Via mysteriousuniverse.org by Micah Hanks
In the heart of the Black Mountains just outside of Morganton, North Carolina, there have long been legends of strange lights that appear from time to time, particularly around the area of Brown Mountain.
Legends about these purported “ghost lights” led the U.S. Geological Survey to investigate the matter in 1922, sending George Mansfield to the area to complete a scientific investigation of the lights and their potential causes, which were deemed mostly to be the headlights on trains in the distance. Some will note that, despite the plausibility of the locomotive origin of the lights, an electrical outage followed by a period of train inactivity that hit the region after the USGS study produced no fewer reports of the lights. Today, leading theories as to the cause of unexplained illuminations seen in the area range from natural plasmas (much like ball lightning), to pranksters camping along Table Rock and adjacent ridges, armed with Roman candles and Chinese lanterns.
Brown Mountain is unusual as far as the “ghost light” phenomenon goes, because it involves reports of objects that reappear within a given area over time; if continuing reports of such observations are to be believed, the lights — whatever their cause — have hardly waned any in the last century. However, in most cases, reports of unusual illuminative phenomenon are seldom as predictable as those seen at Brown Mountain, and hence the difficulty we find in attempting to study them scientifically. Since, without an ability to predict where and when strange luminous manifestations may occur, it becomes all the more difficult to equip oneself with the proper tools needed to render conclusions about their cause.
Legends associated with “ghost lights” are rife throughout rural areas, particularly in the American South. Within my own family’s history, stories have cropped up from time to time which suggest ominous characteristics attributed to their appearance.

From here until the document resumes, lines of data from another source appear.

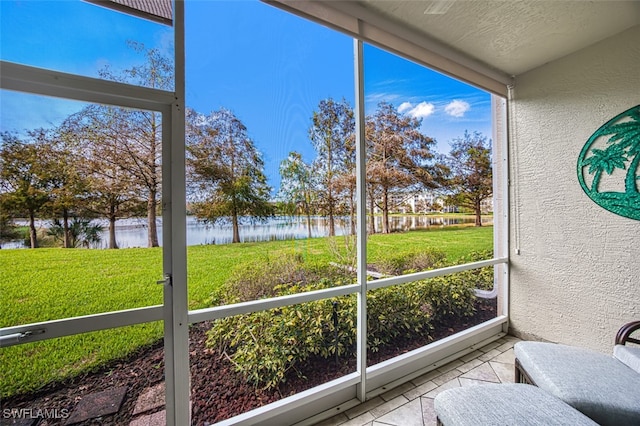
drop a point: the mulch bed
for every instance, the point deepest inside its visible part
(217, 391)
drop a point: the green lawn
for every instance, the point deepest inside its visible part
(46, 284)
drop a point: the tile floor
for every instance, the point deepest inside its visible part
(412, 403)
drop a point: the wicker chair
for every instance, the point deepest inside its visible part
(603, 387)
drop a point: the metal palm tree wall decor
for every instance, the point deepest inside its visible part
(608, 165)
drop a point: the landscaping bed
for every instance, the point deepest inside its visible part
(217, 391)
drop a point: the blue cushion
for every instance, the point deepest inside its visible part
(596, 384)
(504, 404)
(628, 355)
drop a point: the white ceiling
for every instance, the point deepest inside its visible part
(512, 36)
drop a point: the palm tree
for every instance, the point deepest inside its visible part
(606, 160)
(626, 136)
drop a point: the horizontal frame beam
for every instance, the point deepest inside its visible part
(218, 312)
(37, 81)
(266, 304)
(404, 279)
(84, 324)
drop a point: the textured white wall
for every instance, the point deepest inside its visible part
(577, 277)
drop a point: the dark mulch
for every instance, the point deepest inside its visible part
(217, 391)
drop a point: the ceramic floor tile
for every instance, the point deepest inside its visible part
(420, 390)
(507, 357)
(363, 419)
(409, 414)
(469, 365)
(388, 406)
(397, 391)
(443, 378)
(364, 407)
(505, 346)
(482, 372)
(505, 372)
(334, 421)
(489, 355)
(472, 382)
(425, 377)
(450, 366)
(491, 346)
(455, 383)
(428, 413)
(472, 355)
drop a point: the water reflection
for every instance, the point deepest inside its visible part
(133, 232)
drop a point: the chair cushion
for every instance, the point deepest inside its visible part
(596, 384)
(629, 355)
(504, 404)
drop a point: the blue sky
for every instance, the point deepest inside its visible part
(269, 67)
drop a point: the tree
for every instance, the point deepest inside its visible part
(100, 136)
(68, 187)
(142, 146)
(332, 127)
(471, 178)
(78, 233)
(398, 158)
(24, 178)
(297, 185)
(226, 170)
(606, 160)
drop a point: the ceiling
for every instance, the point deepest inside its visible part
(512, 36)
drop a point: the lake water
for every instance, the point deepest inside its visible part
(133, 232)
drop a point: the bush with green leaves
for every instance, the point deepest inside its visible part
(416, 261)
(265, 346)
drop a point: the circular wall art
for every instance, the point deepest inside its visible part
(608, 165)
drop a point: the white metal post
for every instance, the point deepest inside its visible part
(361, 217)
(177, 383)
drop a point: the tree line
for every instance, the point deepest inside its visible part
(105, 162)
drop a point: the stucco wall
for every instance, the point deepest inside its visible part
(576, 278)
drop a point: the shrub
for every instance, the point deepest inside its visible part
(450, 296)
(265, 346)
(404, 263)
(397, 312)
(269, 277)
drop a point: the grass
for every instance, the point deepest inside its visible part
(47, 284)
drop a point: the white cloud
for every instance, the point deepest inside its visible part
(422, 110)
(405, 106)
(457, 108)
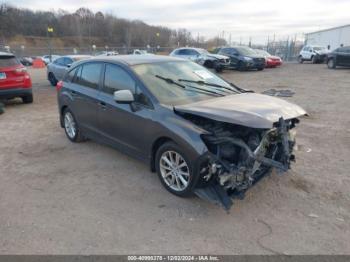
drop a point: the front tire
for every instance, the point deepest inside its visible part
(52, 79)
(331, 64)
(71, 127)
(27, 99)
(240, 66)
(174, 170)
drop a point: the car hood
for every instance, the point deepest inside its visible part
(246, 109)
(217, 56)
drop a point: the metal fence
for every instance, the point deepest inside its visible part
(287, 50)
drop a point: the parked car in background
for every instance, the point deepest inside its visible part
(47, 59)
(315, 54)
(339, 57)
(200, 133)
(243, 58)
(139, 52)
(57, 69)
(107, 53)
(202, 57)
(26, 61)
(270, 60)
(14, 79)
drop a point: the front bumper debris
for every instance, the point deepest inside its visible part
(227, 181)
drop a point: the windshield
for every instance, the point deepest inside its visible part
(318, 48)
(262, 52)
(8, 61)
(171, 94)
(202, 51)
(246, 51)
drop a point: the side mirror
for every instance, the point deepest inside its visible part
(123, 96)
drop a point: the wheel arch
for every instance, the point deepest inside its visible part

One example recalled from my childhood had involved my great grandfather on my father’s side of the family, who died under mysterious circumstances while only in his early twenties. Shortly before his death, his widow recalled that he described being followed home by a large, dark-colored dog on several subsequent nights (this is reminiscent of the legendary “black schuck”, a ghost dog described for centuries in the folklore of East Anglia).
However, more interesting than the strange dog he described had been an unusual light that purportedly followed him along his walk home one evening. According to my great grandmother’s story, he observed this strange ball of light as it followed him a short distance away for several minutes, before it finally dissipated in several directions, and vanished in a quick flash. Within a few days, great granddad Hanks had passed away, after the onset of a strange feverish condition shortly after a long period of labor in the South Carolina cotton mill where he was employed that summer.
While this story from my own family history may possess all the characteristics of your typical rural country “ghost story”, there may be a simpler explanation for why some appearances of anomalous illuminations have been popularly associated with misfortune. Throughout the centuries, a number of traditions around the world have warned that deadly earthquakes were often preceded by the appearance of odd ghost lights; researchers Robert Theriault and John Derr, contributors to a paper on “earthquake lights” published in 2014 titled Prevalence of Earthquake Lights Associated with Rift Environments, note that such superstitions may indeed have been influenced by actual observations of luminous plasmas produced by tectonic stress that occurs leading up to an earthquake.
Hence, in older times, when strange lights that might be recognized as “earthquake lights” today would appear, it seemed reasonable to assume that their appearance would foreshadow dangerous things yet to come.
In a sense, there appears to be some factual basis for why reports of strange lights might have often been seen as harbingers of misfortune in the past, and especially the evidence of a devastating earthquake yet to come. In turn, modern scientists like Theriault and Derr hope to employ the study of strange illuminations in nature in ways that might help predict real-world threats like earthquakes and tsunamis.
Of course, broadening our understanding of such things as earthquake lights may not “solve” the stories of those like great granddad Hanks, whose own observation of a strange light seemed to occur right before his death. Whether or not there had been any connection between the two may never be proven or understood fully. However, the persistence of belief in “ghost lights” as a warning of untimely things to come can indeed be more easily understood today, especially with the help of science that helps prove, to an extent, that those who claimed to witness such things in the past weren’t merely being superstitious: in fact, some of them may actually have been right.